I knew someone heard that since they answer my question they or He-She felt angry and i felt the earth tremble and a wind hitting my house like a angry kid going berserk.
I laugh once again and get up from my feet my body feels week but my mind is not i even do sometimes appear stupid im well aware of my existence and everybody's else so i do not anger the beings that have put me in this Hell.
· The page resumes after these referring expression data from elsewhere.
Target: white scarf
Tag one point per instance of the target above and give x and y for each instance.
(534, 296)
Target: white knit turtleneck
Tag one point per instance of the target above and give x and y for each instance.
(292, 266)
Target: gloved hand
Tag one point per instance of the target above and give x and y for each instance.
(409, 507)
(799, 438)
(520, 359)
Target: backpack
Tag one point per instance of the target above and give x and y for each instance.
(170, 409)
So god took the good ones?
I say while i asked another question.
If that's so my brother is one of them right?
As a answers to my simple question they say.
"Yes"
I see so why im in Hell?
"You know why"
Yes i know i always new if god existed this will happened 'Sight'.
Im the only one?
"No"
should i call you something?
"YOUR PUNISHMENT"
I stoped i don't want to push my luck more far away the voice sounded more heavy at the last question while taking a seat on my empty bed i asked in my head.
Will i see him or the others? Will they feel disgusted at me not that it matter but what matters will he still loved me as his big brother. Chris i hope you are okey and watching me don't worry you know me well and you know i wont stoped i never once did....
This question bounces around in my head like the only sound in the world i kept feeling heavy and more heavy my head hurt like needles were inside of it i rest in my bed in pain like that Day 1 passed.